The primary data elements that ARIN collects in the normal course of its activities are business contact information — the business contact name, business email and business address of an individual representing a company. Such information arguably constitutes “personal data” as contemplated under GDPR — but only if such data identifies an individual in the EU. It is not ARIN’s practice to solicit this information from individuals in the EU for the ARIN Registry /Whois database or for other purposes.
For those reasons, ARIN’s general operational activities do not fall within the scope of GDPR.
ARIN’s Incidental Activities That Relate to Individuals in the EU
If individuals in the EU decide to attend an ARIN meeting in the U.S., for example, they may come in contact with ARIN’s event planning processes. The individual in the EU could be asked to register for the meeting online by providing his/her business contact data to ARIN, and as a result such an activity could be deemed to be “offering goods and services” to individuals in the EU. Though the business contact data constitutes “personal data” under GDPR, it is neither considered sensitive nor does it present significant risks if processed in a manner consistent for purpose for which it was collected.
Under GDPR, for these incidental activities, ARIN may process such EU individual’s personal data if there is a “lawful basis” for such processing. Companies governed by GDPR are required to identify a basis for processing at the time of collection, before processing occurs, and must furnish the individual with both the purpose of the processing and its legal basis at the time data is collected.
In Summary On GDPR
- ARIN is very aware of the General Data Protection Regulation (GDPR) that is taking effect in May 2018 in the European Union.
- ARIN is not an established entity in the EU and does not hold out its services to EU businesses or individuals. Therefore, ARIN’s general operational activities do not fall within the scope of GDPR.
- ARIN’s customers are businesses in its service region, and information collected from such organizations is generally business contact information, which only infrequently will include data supplied by EU businesses or individuals.
- ARIN’s customer organizations are responsible for the timely and accurate maintenance of any personal data provided to ARIN for the registry.

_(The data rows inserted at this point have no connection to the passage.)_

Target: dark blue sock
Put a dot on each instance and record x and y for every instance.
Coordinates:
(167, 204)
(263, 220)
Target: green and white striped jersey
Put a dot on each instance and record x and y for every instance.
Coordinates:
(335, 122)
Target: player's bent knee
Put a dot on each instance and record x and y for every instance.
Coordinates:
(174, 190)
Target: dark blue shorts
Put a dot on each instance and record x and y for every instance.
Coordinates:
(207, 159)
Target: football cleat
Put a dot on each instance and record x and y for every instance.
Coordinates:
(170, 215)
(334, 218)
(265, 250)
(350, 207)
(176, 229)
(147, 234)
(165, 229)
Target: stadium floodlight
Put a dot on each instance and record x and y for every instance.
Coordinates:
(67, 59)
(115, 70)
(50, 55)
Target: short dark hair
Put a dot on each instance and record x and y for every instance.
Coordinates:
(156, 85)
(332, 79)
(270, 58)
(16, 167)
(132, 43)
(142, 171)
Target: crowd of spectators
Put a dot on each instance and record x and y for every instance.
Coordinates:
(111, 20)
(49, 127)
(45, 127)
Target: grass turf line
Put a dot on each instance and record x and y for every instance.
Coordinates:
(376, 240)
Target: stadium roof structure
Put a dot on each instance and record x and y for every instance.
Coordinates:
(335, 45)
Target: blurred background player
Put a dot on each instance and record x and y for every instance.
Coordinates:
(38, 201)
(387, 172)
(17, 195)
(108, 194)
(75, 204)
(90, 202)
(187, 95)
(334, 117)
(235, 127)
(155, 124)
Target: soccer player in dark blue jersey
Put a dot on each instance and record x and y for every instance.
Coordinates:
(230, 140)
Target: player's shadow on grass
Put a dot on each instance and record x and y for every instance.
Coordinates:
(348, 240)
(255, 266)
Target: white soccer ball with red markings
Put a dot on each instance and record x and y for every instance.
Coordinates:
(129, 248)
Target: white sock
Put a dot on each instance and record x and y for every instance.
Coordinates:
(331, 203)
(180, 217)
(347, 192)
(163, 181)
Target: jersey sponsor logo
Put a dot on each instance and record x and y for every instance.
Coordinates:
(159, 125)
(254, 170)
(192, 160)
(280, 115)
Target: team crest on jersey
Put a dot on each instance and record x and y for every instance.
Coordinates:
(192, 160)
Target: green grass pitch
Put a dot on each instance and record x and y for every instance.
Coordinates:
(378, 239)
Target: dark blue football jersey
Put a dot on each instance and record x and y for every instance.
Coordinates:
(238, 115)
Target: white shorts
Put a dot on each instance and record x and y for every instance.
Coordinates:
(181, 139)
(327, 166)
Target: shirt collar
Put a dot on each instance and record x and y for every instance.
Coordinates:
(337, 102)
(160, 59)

ARIN Personal Data Privacy Principles
While ARIN’s general activities do not fall within the scope of GDPR, ARIN has taken this opportunity to review ARIN’s data privacy practices. As part of this review, we also would like to more clearly and succinctly express ARIN Personal Data Privacy Principles, as follows:
- ARIN will process personal data only for specific lawful purposes.

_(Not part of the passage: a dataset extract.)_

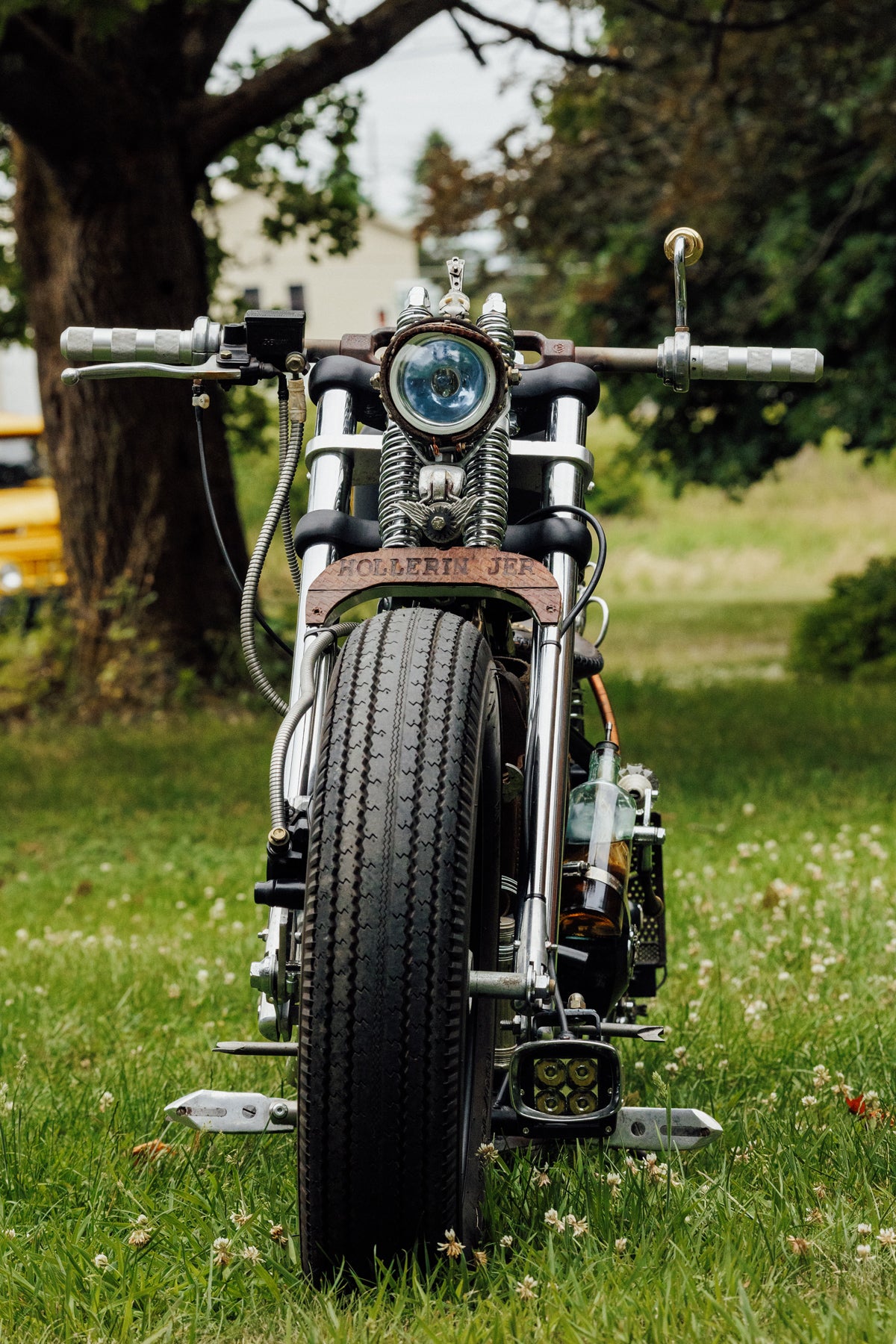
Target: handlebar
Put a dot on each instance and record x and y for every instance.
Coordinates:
(120, 344)
(125, 351)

- ARIN obtains personal data by lawful and fair means and, where required with the knowledge or consent of the individual to these specific lawful purposes at the time of collection.
- ARIN stores personal data with appropriate protections for its integrity and confidentiality.

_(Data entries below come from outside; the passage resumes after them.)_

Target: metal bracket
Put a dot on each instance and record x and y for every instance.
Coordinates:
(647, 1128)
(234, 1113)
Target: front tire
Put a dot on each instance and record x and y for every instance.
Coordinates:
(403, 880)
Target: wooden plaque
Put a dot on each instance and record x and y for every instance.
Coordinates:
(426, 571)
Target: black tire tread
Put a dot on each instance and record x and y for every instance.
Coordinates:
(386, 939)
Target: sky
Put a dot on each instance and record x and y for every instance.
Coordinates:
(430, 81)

- ARIN data retention practices call for not storing personal data for longer than necessary for the purposes for which it was collected.
- ARIN will use reasonable efforts to provide requesters with a copy of their personal data at ARIN upon request, and process requests for correction or deletion where feasible.
- ARIN will require any agents acting on its behalf to adhere to these (or equivalent) personal data privacy principles.
ARIN will continue to monitor and follow the privacy laws and regulations of Canada, the United States, the Commonwealth of Virginia (where ARIN is headquartered), and the local law of the Caribbean countries within the ARIN service area. ARIN notes that the local law of some of the Caribbean countries may adopt GDPR or other privacy-related requirements. But given ARIN’s special role and the context, these laws and regulations will be the beginning, not the end, of ARIN’s considerations.